Logistic regression, alongside linear regression, is one of the most widely used machine learning algorithms in real production settings. Here, we present a comprehensive analysis of logistic regression, which can be used as a guide for beginners and advanced data scientists alike.
Logistic regression is an extremely popular artificial intelligence approach that is used for classification tasks. It is widely adopted in real-life machine learning production settings.
Logistic regression is a machine learning algorithm used to predict the probability that an observation belongs to one of two possible classes.
What does that mean in practice?
We could use the logistic regression algorithm to predict the following:
How does logistic regression make predictions?
We train the model by feeding it input data and a binary class to which this data belongs.

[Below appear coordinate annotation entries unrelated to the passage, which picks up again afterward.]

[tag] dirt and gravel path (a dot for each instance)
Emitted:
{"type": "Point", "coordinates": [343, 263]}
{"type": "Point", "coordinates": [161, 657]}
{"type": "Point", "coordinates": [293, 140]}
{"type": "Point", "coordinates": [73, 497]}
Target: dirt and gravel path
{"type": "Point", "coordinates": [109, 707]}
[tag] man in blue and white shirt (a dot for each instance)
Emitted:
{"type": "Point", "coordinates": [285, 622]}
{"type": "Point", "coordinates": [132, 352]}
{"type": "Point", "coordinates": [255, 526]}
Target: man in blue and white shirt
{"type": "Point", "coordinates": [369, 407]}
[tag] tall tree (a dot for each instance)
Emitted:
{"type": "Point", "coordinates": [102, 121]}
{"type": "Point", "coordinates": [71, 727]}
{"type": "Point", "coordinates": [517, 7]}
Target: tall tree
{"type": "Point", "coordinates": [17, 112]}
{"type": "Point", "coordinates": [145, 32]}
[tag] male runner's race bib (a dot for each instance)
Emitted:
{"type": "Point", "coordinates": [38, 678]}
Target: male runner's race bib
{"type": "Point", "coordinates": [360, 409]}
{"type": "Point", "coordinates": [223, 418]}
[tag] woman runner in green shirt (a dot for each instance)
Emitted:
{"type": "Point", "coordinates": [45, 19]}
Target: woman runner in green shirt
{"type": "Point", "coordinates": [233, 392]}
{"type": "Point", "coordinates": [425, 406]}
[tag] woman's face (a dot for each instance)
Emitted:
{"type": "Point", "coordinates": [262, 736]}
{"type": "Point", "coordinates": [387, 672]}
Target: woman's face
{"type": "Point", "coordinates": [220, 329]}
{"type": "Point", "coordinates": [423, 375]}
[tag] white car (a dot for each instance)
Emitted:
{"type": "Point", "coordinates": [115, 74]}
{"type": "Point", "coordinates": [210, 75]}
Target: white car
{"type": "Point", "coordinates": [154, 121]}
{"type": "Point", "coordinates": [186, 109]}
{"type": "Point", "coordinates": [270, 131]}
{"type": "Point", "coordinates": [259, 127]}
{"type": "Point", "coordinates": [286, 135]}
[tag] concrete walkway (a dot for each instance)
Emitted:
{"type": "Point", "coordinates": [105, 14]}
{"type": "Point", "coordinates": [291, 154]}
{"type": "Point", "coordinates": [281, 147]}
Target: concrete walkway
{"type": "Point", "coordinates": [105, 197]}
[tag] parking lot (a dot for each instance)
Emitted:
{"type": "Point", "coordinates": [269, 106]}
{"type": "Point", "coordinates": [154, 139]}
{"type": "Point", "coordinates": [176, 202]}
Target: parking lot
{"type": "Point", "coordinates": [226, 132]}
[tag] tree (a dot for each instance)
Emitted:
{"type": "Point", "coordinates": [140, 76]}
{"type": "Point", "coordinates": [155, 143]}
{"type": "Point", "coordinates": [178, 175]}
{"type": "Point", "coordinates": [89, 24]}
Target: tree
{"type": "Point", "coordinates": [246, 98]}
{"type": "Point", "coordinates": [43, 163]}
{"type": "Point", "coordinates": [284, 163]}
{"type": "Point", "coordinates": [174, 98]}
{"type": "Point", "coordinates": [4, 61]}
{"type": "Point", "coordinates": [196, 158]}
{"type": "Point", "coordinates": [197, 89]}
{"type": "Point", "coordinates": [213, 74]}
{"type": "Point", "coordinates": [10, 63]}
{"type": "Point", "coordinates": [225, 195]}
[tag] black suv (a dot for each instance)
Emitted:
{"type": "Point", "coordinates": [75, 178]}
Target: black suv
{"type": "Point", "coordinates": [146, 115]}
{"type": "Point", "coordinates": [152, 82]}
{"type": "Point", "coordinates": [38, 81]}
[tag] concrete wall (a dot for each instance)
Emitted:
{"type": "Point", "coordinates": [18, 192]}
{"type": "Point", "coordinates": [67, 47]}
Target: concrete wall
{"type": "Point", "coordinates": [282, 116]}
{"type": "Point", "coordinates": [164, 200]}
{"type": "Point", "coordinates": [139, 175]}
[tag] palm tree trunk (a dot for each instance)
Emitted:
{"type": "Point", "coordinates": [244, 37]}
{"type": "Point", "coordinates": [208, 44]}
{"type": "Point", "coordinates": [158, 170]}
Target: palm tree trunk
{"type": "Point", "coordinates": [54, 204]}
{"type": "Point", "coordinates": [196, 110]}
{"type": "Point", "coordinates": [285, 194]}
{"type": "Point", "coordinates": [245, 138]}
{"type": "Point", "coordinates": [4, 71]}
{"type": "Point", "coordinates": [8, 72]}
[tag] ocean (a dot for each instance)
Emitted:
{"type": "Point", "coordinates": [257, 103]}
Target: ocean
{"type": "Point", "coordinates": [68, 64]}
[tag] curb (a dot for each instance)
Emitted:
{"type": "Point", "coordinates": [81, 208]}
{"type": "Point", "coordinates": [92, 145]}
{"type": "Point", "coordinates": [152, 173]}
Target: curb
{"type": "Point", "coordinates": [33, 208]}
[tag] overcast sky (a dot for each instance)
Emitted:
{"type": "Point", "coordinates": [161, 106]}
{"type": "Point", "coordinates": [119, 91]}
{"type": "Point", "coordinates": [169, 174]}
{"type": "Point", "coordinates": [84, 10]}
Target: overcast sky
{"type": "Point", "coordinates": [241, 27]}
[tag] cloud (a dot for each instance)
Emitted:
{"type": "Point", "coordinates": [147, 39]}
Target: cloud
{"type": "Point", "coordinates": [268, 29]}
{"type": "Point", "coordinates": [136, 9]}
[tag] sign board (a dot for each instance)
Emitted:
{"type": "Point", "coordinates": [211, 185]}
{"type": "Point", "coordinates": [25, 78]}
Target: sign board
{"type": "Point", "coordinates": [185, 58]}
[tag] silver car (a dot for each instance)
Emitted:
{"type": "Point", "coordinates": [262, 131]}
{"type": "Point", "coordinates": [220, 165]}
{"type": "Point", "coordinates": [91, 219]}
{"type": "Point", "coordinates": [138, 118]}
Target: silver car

For example, we would input the email subject line (“A Nigerian prince needs your help”) into the model with the accompanying class (“spam”). The model learns the patterns between the incoming data and the desired output as a mapping (aka, when input is “x”, predict “y”).
The logistic regression can then be used on novel input data which the model has never seen before (during training).
Let’s look at a concrete example.
Imagine that you’re tasked to predict whether or not a client of your bank will default on their loan repayments. The first thing to do is construct a dataset of historic client defaults. The data would contain client demographic information (e.g. age, gender, location, etc.), their financial information (loan size, times that payment was overdue, etc.), and whether they ended up defaulting on a loan or repaying it.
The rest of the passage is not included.